Abdul Chiari

Personal information
- Full name: Abdul Enrique Chiari Catuy
- Date of birth: 13 January 1971
- Place of birth: Colón, Panama
- Date of death: 15 July 2011 (aged 40)
- Place of death: Colón, Panama
- Position: Forward

Senior career*
- Years: Team / Apps / (Gls)
- 1992–1994: Sporting Colón
- 1994–2003: Árabe Unido

International career^{‡}
- 1992–2000: Panama / 8 / (0)

= Abdul Chiari =

Panamanian football player (1971–2011)

Abdul Enrique Chiari Catuy (13 January 1971 – 15 July 2011) was a Panamanian football striker.

==Club career==
Nicknamed el Turco, Chiari played for local sides Sporting Colón and Árabe Unido, with whom he won 4 league titles.

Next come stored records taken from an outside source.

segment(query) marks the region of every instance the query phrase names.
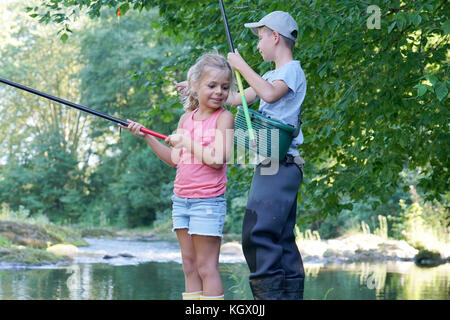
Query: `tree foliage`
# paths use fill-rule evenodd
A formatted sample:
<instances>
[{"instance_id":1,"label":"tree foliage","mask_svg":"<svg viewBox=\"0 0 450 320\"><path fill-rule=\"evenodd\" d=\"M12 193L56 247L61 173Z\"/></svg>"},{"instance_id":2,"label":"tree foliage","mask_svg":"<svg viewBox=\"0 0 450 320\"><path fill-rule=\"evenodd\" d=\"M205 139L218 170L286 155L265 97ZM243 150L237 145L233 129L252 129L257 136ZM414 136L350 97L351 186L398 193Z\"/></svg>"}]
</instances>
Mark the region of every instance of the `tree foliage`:
<instances>
[{"instance_id":1,"label":"tree foliage","mask_svg":"<svg viewBox=\"0 0 450 320\"><path fill-rule=\"evenodd\" d=\"M11 14L26 20L21 11ZM77 102L79 82L72 78L78 72L77 39L62 45L54 37L42 37L42 27L31 30L22 23L15 28L18 41L5 41L0 57L2 77L43 91L51 88L54 95ZM80 139L86 118L34 95L0 89L1 159L7 164L0 167L0 202L51 218L62 211L75 218L85 194L78 162L84 158Z\"/></svg>"},{"instance_id":2,"label":"tree foliage","mask_svg":"<svg viewBox=\"0 0 450 320\"><path fill-rule=\"evenodd\" d=\"M156 37L154 12L118 23L106 10L98 21L83 21L84 31L63 43L55 28L31 31L20 8L10 8L21 21L11 36L23 43L1 48L2 77L160 132L176 128L172 111L154 116L169 113L175 96L146 80L151 64L173 62L165 57L168 48L178 52L170 40ZM159 83L168 81L167 75ZM174 170L143 141L66 106L6 86L0 90L0 203L59 222L151 224L167 196L161 187L170 184ZM172 102L165 109L161 101Z\"/></svg>"},{"instance_id":3,"label":"tree foliage","mask_svg":"<svg viewBox=\"0 0 450 320\"><path fill-rule=\"evenodd\" d=\"M364 1L225 1L235 46L260 74L273 66L262 62L257 39L243 24L273 10L288 11L299 23L294 56L308 82L301 146L305 183L299 199L302 211L313 217L351 209L356 201L386 202L405 169L419 171L418 187L427 199L448 192L448 4L387 0L370 5L380 9L379 28L371 27L377 16ZM177 104L167 95L168 79L187 70L200 53L228 51L215 0L45 0L29 12L40 22L59 24L61 39L67 40L64 35L80 12L98 19L105 8L120 9L122 19L158 9L152 27L183 45L171 56L151 60L151 70L135 74L142 90L161 86L168 97L153 112L141 111L144 117L170 118ZM151 50L158 46L164 42ZM233 170L232 177L245 181L232 183L249 183L251 175L242 171L251 169Z\"/></svg>"}]
</instances>

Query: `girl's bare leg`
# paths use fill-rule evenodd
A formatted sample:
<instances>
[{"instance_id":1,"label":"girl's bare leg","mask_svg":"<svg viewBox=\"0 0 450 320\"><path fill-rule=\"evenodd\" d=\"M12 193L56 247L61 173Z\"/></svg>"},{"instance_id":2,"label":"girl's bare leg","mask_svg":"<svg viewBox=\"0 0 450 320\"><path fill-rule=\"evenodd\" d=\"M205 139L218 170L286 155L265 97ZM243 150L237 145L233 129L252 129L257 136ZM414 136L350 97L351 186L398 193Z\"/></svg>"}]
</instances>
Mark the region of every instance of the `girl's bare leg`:
<instances>
[{"instance_id":1,"label":"girl's bare leg","mask_svg":"<svg viewBox=\"0 0 450 320\"><path fill-rule=\"evenodd\" d=\"M220 237L192 235L197 270L203 284L204 296L223 295L219 273Z\"/></svg>"},{"instance_id":2,"label":"girl's bare leg","mask_svg":"<svg viewBox=\"0 0 450 320\"><path fill-rule=\"evenodd\" d=\"M194 242L188 229L176 230L178 243L181 248L181 259L183 261L183 271L185 279L185 291L196 292L202 291L202 279L197 270L196 251Z\"/></svg>"}]
</instances>

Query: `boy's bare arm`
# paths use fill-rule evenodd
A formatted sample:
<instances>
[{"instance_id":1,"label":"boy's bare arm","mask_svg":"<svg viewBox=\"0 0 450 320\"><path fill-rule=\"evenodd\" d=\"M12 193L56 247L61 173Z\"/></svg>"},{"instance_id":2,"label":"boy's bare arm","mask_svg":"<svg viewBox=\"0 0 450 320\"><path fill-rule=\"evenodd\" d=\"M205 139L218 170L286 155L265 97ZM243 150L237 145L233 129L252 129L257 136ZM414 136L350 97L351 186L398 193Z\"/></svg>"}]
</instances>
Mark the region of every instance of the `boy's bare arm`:
<instances>
[{"instance_id":1,"label":"boy's bare arm","mask_svg":"<svg viewBox=\"0 0 450 320\"><path fill-rule=\"evenodd\" d=\"M267 103L278 101L289 91L289 87L282 80L277 80L273 83L264 80L245 62L237 50L235 50L235 53L228 54L228 62L233 69L238 70L242 74L248 84L254 89L255 94Z\"/></svg>"},{"instance_id":2,"label":"boy's bare arm","mask_svg":"<svg viewBox=\"0 0 450 320\"><path fill-rule=\"evenodd\" d=\"M248 104L252 103L256 99L256 92L253 88L247 88L244 90L245 100ZM232 92L228 95L227 102L225 103L228 106L240 106L242 105L242 98L239 92Z\"/></svg>"}]
</instances>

At the time of his death he was assistant coach at the club.

==International career==
He made his debut for Panama in a June 1992 friendly match against Honduras and earned 8 caps, scoring no goals. He has represented his country at the 1995 UNCAF Nations Cup.

His final international was a June 2000 friendly match against Ecuador.

==Murder==
In July 2011, Chiari was shot in front of the Estadio Armando Dely Valdés. He left his wife and seven children. He was buried at the Monte Esperanza cemetery.